地獄の逃避行の三畳のレビュー・感想・評価

地獄の逃避行(1973年製作の映画)
4.4
なんでこんな風と共に去りぬみたいなジャケットなのだ?こんなシーンないよ。タイトルも「俺たちに明日はない」的なノリの翻訳かもしれないけど「地獄」はれるほどの濁音感、血生臭さ、ちっともなかったよ。静謐。クリアーで無抵抗で傍観してて。経験したことないのに既視感覚えた。

なんか「そかそか」ぐらい思った。少年犯罪、こういう感じでやってんだ。人の命なんとも思ってないんだ。サイコパスですらなく天然なんだ。

カッとなってお父さんを殺しちゃったことを皮切りに、どんどん人殺して逃げるカップル。まだまだ児童文学を朗読するみたいなトーンで、15歳の女の子のナレーションが全編挿入される。
本人の言う通り、なぜジェームズディーン似と言われる25歳男が、表面的にはぱっとしない彼女を選んだのかわからない。

でも、あわてず騒がずの貫禄、金髪のまとまりも、お嬢さんなドレスシャツ着こなす体格も、肌と同じ色の眉毛も、全てに憧れる。すごくかわいい。
なりゆき逃避行ものの女の子って、それまでの人生では全くそんな悪事に接点がないのにある日突然、秘めたる逃避行の才能が開花するように思う。私にもあればいいのに。

男もまた、上下デニム稲葉浩志みたいな恰好で、やたらに銃使いが的確で、よく喋ると思いきや何考えてるかよくわからず、めちゃくちゃかっこいい。逃げる過程の慣れた身のこなしはまぁ今思えば十中八九前科者なんだけど、重い陰背負ってる感がなくて。顔タイプじゃないのに惚れた!映画の中で男の人にときめいたのっていつぶり?
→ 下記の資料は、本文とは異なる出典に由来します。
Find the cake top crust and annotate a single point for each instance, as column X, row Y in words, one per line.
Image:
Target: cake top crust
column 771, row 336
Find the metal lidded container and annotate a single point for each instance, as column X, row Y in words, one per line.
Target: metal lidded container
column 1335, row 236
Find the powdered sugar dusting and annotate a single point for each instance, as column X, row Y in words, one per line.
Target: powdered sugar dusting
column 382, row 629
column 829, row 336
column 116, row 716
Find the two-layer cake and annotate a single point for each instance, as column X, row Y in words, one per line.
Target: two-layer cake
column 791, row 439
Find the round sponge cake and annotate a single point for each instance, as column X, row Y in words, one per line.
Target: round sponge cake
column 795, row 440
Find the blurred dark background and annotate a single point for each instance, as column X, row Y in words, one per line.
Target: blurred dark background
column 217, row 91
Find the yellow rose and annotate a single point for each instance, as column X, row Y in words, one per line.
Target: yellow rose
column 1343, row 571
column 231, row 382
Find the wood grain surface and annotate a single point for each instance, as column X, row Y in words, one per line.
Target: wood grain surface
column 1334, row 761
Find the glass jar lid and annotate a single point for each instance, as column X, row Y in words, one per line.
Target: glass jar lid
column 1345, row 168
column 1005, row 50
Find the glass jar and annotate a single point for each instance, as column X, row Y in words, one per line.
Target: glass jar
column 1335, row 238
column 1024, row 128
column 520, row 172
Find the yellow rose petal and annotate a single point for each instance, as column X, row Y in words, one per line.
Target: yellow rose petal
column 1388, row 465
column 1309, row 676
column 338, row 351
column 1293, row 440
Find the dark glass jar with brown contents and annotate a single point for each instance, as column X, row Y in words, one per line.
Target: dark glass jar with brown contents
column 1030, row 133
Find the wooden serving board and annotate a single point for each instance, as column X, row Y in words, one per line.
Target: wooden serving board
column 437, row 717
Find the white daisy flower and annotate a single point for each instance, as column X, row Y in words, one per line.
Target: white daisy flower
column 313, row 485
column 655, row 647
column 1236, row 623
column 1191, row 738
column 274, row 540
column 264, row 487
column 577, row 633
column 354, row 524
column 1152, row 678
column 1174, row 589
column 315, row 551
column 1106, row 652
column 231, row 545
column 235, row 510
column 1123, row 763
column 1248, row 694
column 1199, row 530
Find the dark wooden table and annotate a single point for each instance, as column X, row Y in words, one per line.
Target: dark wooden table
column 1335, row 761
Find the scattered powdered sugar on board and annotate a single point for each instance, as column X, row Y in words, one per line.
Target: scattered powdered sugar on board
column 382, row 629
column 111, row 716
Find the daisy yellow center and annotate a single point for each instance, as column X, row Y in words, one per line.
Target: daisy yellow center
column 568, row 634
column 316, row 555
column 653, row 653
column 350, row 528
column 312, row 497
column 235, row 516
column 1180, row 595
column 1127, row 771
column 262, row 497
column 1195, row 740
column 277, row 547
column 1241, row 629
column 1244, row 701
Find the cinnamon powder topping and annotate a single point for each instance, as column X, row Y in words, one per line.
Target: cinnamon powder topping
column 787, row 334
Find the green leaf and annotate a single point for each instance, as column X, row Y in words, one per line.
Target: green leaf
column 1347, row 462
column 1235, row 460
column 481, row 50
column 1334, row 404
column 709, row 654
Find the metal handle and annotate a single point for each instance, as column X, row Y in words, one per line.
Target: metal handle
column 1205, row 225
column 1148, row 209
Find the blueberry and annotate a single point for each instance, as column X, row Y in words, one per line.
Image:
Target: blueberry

自分の中で「FRIED DRAGON FISH」と同じフォルダにしまう。特にクライマックスで浅野忠信さんに心奪われる瞬間がすごい似てた。雰囲気映画かもしれない。BAD LAND=悪地はダコタ州の痩せた土地で農業にも適さないって意味らしいけど、荒れた家庭環境だから彼女たちがこうなった的な描写はなかったし。「天国の日々」を撮ったテレンス・マリック監督、期待以上の美しい自然光。